EUME
2020/ 2021

Omar Al-Ghazzi

EUME-CNMS Fellow of the Fritz Thyssen Foundation

Histories of the Future in the Post-2011 Arab World

Previous Fellowships: 2019/ 2020, 2018/ 2019

is Assistant Professor in the Department of Media and Communications at the London School of Economics and Political Science (LSE). Al-Ghazzi’s research expertise is in conflict reporting and representation, with a focus on digital media and collective memory in the Middle East and North Africa. His research has appeared in top academic journals in the field of media and communications. Before joining LSE, he was a lecturer (Assistant Professor) at the Department of Journalism of the University of Sheffield. Al-Ghazzi completed his PhD at the Annenberg School for Communication, University of Pennsylvania. He holds MAs in Communication from the University of Pennsylvania and American University  and a BA in Communication Arts from the Lebanese American University. A former Fulbright scholar, Al-Ghazzi comes from a professional journalistic background. He has previously worked as a reporter for Al-Hayat Arabic daily and as a media analyst at BBC Monitoring. From June to August 2019, from September to December 2020 and from April to August 2021, he is a EUME-CNMS Fellow of the Fritz Thyssen Foundation.

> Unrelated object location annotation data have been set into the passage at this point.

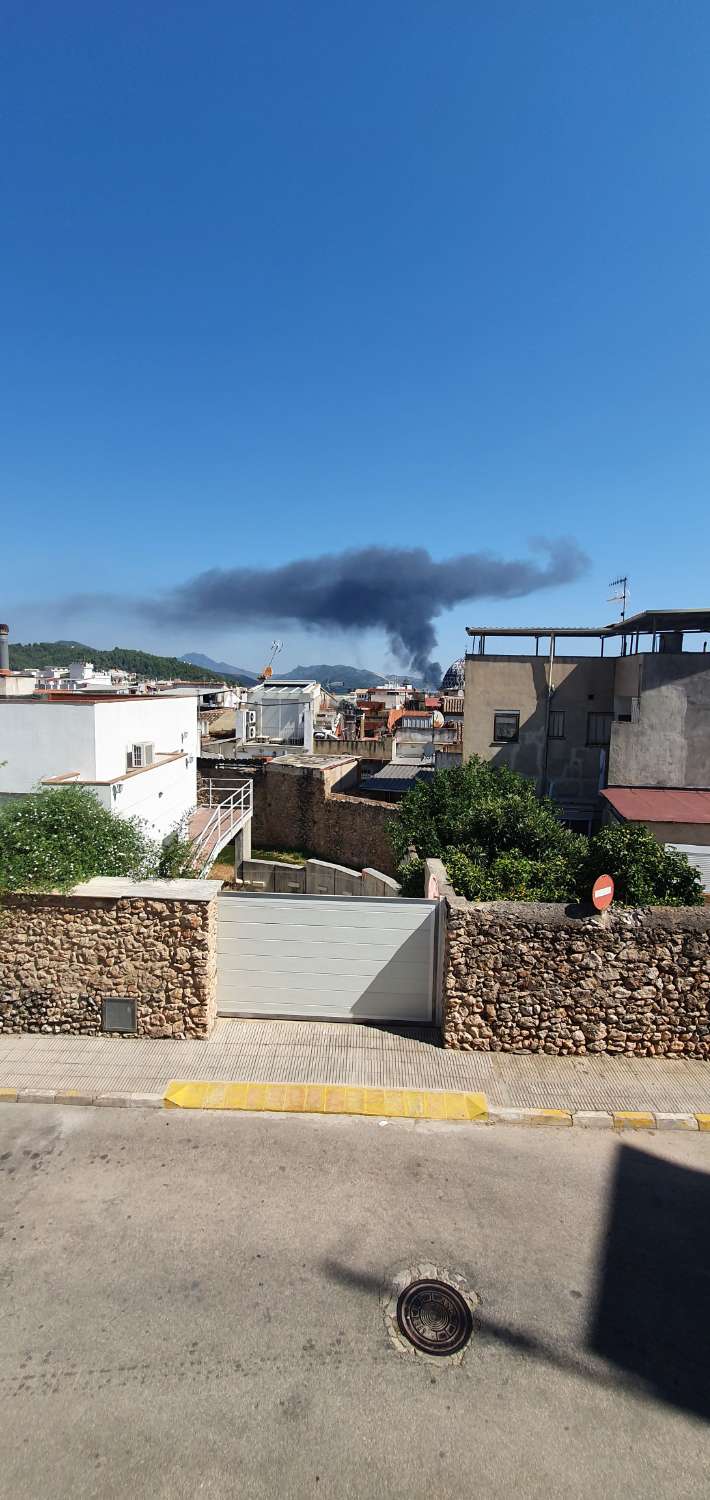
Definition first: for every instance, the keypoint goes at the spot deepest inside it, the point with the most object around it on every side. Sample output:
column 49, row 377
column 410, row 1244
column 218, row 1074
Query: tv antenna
column 622, row 596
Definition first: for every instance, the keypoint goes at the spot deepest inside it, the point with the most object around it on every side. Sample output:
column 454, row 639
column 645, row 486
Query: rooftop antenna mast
column 622, row 596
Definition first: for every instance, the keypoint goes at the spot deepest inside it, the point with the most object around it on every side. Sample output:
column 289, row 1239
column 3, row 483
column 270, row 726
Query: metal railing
column 218, row 789
column 225, row 819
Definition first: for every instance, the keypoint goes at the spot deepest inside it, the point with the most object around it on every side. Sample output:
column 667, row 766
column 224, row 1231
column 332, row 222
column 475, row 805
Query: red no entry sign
column 602, row 891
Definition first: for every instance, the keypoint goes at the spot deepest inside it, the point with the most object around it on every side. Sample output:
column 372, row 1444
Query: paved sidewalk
column 368, row 1056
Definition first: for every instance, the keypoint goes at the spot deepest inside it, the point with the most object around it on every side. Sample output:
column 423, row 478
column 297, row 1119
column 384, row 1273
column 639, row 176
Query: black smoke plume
column 397, row 590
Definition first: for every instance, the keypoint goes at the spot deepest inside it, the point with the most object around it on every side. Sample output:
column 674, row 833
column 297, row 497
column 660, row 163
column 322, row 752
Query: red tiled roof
column 661, row 804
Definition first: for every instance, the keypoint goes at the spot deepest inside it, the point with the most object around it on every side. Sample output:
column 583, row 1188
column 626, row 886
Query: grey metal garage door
column 326, row 957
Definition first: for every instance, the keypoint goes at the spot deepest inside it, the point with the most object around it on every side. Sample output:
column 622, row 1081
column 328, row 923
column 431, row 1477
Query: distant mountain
column 62, row 653
column 221, row 668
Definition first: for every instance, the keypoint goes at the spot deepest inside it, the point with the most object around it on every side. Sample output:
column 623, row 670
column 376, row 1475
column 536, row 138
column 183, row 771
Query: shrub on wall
column 62, row 836
column 502, row 842
column 644, row 872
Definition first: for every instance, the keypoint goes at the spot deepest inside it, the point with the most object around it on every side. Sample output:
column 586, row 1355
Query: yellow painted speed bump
column 308, row 1098
column 634, row 1119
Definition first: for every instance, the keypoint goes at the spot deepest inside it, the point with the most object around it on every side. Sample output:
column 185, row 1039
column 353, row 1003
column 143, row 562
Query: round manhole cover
column 434, row 1317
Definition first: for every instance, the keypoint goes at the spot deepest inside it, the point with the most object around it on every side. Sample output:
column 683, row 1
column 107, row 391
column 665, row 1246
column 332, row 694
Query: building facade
column 578, row 723
column 137, row 755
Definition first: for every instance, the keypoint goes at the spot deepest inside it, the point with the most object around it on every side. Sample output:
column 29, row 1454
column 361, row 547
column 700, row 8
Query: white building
column 15, row 684
column 209, row 695
column 279, row 713
column 137, row 755
column 83, row 678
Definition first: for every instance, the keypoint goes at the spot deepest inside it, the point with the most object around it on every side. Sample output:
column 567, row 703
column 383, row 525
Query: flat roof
column 659, row 804
column 647, row 623
column 83, row 699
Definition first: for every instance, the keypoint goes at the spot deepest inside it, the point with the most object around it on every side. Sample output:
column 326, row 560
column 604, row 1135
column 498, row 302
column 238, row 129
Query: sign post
column 602, row 891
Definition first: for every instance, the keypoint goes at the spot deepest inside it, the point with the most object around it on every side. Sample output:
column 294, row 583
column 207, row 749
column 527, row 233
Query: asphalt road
column 191, row 1307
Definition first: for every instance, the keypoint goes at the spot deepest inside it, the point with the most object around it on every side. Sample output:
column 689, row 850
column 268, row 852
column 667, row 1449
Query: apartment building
column 137, row 755
column 634, row 714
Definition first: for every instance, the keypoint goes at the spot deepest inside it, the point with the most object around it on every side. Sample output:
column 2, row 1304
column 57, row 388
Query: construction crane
column 267, row 671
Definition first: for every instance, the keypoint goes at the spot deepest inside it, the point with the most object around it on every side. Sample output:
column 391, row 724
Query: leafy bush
column 60, row 836
column 410, row 875
column 644, row 873
column 502, row 842
column 176, row 858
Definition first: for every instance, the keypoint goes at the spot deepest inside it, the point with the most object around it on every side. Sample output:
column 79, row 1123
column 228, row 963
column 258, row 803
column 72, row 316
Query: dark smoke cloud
column 397, row 590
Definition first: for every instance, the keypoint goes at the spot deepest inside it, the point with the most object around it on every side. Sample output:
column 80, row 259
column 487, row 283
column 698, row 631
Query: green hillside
column 62, row 653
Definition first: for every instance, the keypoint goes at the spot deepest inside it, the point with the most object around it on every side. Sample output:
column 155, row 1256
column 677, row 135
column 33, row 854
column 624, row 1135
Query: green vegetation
column 57, row 837
column 500, row 842
column 281, row 855
column 62, row 653
column 644, row 873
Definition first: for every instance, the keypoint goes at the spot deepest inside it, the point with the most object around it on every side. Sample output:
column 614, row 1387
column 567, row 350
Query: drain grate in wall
column 434, row 1317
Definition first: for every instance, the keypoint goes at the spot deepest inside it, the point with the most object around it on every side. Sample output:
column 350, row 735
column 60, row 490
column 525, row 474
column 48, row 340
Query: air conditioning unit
column 138, row 756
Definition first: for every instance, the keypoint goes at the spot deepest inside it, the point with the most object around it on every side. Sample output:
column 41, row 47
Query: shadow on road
column 650, row 1302
column 652, row 1314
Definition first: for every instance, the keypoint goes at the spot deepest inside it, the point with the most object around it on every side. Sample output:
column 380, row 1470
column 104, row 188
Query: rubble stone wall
column 62, row 954
column 305, row 804
column 524, row 977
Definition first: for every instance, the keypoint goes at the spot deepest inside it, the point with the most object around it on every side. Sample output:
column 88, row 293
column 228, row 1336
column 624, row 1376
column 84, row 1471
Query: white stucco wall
column 168, row 723
column 42, row 740
column 161, row 797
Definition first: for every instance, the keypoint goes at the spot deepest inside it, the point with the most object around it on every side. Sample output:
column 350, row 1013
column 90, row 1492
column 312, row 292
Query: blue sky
column 282, row 279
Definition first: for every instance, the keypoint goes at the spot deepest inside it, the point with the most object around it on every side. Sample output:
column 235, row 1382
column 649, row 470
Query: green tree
column 60, row 836
column 502, row 842
column 644, row 872
column 493, row 833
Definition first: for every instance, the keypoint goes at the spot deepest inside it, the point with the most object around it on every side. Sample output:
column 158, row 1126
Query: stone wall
column 315, row 878
column 152, row 941
column 300, row 804
column 526, row 977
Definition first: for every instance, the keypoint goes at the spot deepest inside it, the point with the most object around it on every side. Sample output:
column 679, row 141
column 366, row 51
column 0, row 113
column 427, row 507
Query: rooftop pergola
column 655, row 623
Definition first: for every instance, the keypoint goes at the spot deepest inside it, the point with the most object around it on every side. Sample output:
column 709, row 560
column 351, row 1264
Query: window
column 138, row 756
column 506, row 725
column 598, row 729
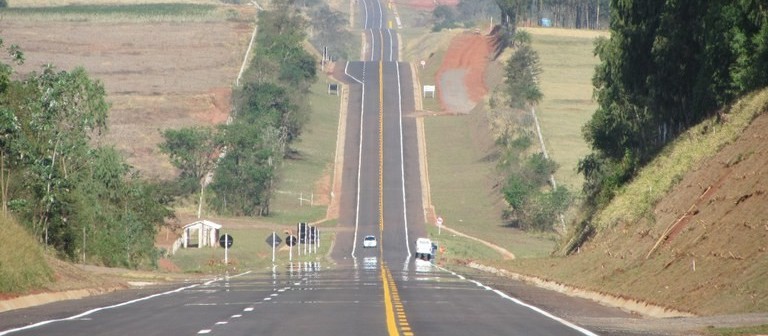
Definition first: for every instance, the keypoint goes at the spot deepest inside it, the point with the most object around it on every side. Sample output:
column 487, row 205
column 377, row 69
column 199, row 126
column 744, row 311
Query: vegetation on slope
column 82, row 200
column 666, row 67
column 271, row 110
column 22, row 263
column 689, row 232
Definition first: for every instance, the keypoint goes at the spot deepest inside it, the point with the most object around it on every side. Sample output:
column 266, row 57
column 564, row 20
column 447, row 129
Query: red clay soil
column 468, row 51
column 425, row 4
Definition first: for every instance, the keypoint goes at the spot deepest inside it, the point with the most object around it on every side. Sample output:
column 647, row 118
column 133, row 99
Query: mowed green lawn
column 568, row 65
column 461, row 175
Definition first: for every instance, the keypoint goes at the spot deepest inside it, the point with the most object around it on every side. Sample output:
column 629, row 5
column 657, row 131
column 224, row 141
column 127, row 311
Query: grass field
column 22, row 263
column 249, row 251
column 461, row 179
column 309, row 175
column 566, row 81
column 145, row 12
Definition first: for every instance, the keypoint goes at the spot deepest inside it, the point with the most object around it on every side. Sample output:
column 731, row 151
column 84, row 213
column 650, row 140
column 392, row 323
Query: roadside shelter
column 200, row 234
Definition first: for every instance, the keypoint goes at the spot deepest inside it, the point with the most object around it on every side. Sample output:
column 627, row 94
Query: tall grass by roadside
column 638, row 198
column 454, row 249
column 161, row 12
column 249, row 251
column 461, row 179
column 22, row 264
column 305, row 179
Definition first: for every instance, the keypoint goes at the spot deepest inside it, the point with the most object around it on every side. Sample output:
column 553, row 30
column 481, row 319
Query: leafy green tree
column 244, row 177
column 522, row 72
column 330, row 30
column 116, row 213
column 445, row 17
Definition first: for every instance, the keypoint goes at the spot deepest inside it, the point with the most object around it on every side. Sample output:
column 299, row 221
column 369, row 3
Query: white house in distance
column 205, row 232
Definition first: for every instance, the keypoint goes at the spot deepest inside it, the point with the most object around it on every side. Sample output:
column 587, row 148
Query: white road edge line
column 402, row 159
column 531, row 307
column 74, row 317
column 359, row 166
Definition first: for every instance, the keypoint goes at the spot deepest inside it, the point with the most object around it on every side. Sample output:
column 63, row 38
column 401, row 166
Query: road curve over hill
column 373, row 291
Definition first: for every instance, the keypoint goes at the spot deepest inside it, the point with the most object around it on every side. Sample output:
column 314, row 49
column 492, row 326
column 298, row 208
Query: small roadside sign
column 291, row 240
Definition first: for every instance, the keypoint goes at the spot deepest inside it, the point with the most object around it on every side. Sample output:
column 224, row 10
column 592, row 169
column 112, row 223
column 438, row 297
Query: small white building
column 206, row 232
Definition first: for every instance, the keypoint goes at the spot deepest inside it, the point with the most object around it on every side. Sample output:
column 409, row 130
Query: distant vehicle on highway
column 424, row 249
column 369, row 241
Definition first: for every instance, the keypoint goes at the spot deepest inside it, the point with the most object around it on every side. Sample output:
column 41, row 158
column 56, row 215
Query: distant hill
column 22, row 263
column 691, row 231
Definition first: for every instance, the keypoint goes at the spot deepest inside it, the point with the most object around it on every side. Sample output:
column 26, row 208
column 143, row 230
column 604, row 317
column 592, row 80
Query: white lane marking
column 373, row 45
column 381, row 16
column 81, row 315
column 531, row 307
column 545, row 313
column 402, row 159
column 359, row 167
column 391, row 47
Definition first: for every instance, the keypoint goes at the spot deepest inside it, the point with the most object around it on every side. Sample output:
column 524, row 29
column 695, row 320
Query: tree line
column 78, row 198
column 270, row 110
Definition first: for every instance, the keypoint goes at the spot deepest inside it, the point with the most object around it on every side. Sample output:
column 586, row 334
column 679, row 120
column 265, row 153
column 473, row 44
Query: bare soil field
column 464, row 63
column 157, row 75
column 426, row 4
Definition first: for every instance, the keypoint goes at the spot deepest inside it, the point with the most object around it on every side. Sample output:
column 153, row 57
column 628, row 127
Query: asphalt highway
column 364, row 291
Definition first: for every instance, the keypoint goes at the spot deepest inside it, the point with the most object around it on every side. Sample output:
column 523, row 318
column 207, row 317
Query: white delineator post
column 273, row 246
column 226, row 249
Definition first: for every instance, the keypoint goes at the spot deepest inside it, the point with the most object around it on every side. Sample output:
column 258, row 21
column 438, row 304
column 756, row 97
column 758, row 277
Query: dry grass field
column 158, row 74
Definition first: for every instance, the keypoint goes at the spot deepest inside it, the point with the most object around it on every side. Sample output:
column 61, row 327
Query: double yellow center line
column 395, row 313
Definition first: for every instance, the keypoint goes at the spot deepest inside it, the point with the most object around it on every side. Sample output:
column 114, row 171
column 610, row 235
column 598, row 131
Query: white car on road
column 369, row 241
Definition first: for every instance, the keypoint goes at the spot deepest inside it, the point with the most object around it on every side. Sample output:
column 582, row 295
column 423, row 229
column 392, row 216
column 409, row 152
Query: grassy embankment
column 461, row 175
column 302, row 176
column 110, row 12
column 22, row 262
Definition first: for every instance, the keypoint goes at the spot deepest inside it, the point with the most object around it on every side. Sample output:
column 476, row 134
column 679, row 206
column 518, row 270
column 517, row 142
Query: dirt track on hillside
column 157, row 75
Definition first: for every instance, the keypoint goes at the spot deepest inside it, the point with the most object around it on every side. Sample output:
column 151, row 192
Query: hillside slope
column 691, row 232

Histories of the Future in the Post-2011 Arab World

This project explores the politics of mediated collective memory in the contemporary Arab world. It addresses the questions of how communicative practices during the 2011 Arab uprisings and their aftermath reflected and shaped understandings of history, and how these practices enabled revolutionary, but also reactionary, violent and divisive politics. Al-Ghazzi’s project links collective memory studies to the study of political contention and struggle in the Arab world. He selects episodes of contestation about history and explores the political symbols and tropes that generated intense debates. He examines what these symbols are alleged to represent and what originary times in history they claim to continue. His approach does not confine its analysis to one national context or one medium or technology. Rather, it notes and theorizes a way of thinking about mediated histories and futures that permeates countries, political groupings, and media outlets. By focusing on mediations of history, the project explores the deep tensions between Arab nation-states as political spaces, the region’s transnational media system, and temporal narratives of belonging.